Inhalo el aire salado, denso de nostalgia; la arena, traviesa, burlona de antaño, juguetea con mis pies; y mi cabello por fin siente la libertad de la niñez después de años a la intemperie de brisas foráneas.

Casa, al fin casa. Creo que ella también me extrañó. Desde lejos escuché noticias de sus cambios, de sus avances, de nuevos amigos.

Las Lajas, ya no eres una niña, como te dejé. Vengo a decirte adiós. A esta arena que desprecié y pateé. A tus palmas que intenté trepar. A tus aguas que siempre intentaron tragarme. A tus piedras que me mostraron el camino fuera de ti.

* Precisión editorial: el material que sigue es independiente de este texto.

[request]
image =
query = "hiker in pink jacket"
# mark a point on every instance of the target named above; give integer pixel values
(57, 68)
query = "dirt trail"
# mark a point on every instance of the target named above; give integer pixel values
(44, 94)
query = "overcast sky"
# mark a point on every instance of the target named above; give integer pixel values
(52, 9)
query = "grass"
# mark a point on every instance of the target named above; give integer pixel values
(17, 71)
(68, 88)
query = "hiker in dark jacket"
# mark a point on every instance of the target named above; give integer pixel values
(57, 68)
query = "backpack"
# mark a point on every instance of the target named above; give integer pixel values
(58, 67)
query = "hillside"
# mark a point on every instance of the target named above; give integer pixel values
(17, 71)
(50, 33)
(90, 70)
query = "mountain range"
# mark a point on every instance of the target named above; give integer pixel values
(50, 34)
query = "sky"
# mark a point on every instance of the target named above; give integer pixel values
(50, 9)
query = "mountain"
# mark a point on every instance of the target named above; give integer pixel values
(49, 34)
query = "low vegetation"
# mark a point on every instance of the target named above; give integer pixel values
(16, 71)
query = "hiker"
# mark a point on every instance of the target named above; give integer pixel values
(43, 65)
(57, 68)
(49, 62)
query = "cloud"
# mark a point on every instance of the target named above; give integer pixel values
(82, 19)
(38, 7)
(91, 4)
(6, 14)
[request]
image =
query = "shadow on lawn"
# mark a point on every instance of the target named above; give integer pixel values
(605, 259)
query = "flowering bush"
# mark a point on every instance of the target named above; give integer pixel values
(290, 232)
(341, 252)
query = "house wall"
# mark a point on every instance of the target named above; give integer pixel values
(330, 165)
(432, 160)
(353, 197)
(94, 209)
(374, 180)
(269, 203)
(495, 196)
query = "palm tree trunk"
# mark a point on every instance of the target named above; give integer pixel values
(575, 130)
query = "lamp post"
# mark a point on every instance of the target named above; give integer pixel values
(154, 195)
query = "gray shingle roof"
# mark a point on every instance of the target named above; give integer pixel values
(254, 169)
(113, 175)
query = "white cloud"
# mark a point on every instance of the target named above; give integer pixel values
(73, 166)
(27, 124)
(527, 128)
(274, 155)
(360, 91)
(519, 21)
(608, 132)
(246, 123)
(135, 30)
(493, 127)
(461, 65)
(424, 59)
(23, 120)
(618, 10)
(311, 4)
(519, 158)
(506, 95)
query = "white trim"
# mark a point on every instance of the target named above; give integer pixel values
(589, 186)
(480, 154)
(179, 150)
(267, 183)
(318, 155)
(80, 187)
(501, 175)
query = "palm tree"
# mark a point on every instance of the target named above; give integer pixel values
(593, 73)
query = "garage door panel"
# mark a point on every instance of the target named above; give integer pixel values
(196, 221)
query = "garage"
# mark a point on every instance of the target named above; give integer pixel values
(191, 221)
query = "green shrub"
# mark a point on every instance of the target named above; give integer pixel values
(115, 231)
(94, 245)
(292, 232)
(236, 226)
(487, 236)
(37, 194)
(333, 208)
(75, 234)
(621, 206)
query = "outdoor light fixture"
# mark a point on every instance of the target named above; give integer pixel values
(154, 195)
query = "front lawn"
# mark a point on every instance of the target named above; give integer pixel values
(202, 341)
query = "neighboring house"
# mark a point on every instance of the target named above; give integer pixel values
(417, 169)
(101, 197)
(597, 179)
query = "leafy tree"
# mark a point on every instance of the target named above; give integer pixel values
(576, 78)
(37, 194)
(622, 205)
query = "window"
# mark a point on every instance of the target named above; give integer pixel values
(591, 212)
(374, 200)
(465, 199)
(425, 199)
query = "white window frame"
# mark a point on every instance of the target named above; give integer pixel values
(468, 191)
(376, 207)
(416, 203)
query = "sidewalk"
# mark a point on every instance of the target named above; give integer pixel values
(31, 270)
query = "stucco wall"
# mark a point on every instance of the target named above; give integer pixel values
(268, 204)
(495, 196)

Los niños pescadores emergen de las aguas con pocos frutos y rumiando más planes de pesca. Analizan la red: uno que otro pez se retuerce entre las cuerdas. Los contemplo inmóvil. Yo tuve su edad; yo estuve aquí, pero nunca pesqué.

Temí, tal vez, hundirme en ti, Las Lajas. La salida nunca es fácil y volver es un exorcismo – años de experiencia, de andanzas y de excentricidades se desprenden ante ti, frente al mar, de lado al sol –. Desnuda queda esa niña temerosa de tus aguas, rabiosa de tus desprecios.

Me aferro a ti, Las Lajas, la inocente, la ignorante, la culpable, como los niños que empuñan la red, y rumio mis planes de venganza, de redención, retorciéndome en una malla de arrepentimientos.

Pero hoy, en mi regreso, el cielo es dulce. Si hubieses sido siempre así, nunca te habría dejado, Las Lajas.

La noche apura a los niños a sus bicicletas; juran volver mañana. Yo no sé qué jurar, aquí en tu pequeñez.

Sé que me iré otra vez. Y otra vez. Que no te cansarás de mis idas. Que me dejarás volver. Y tú, una vez crecida, adulta y sabia, me verás sin muchos frutos ni peces terminar aquí.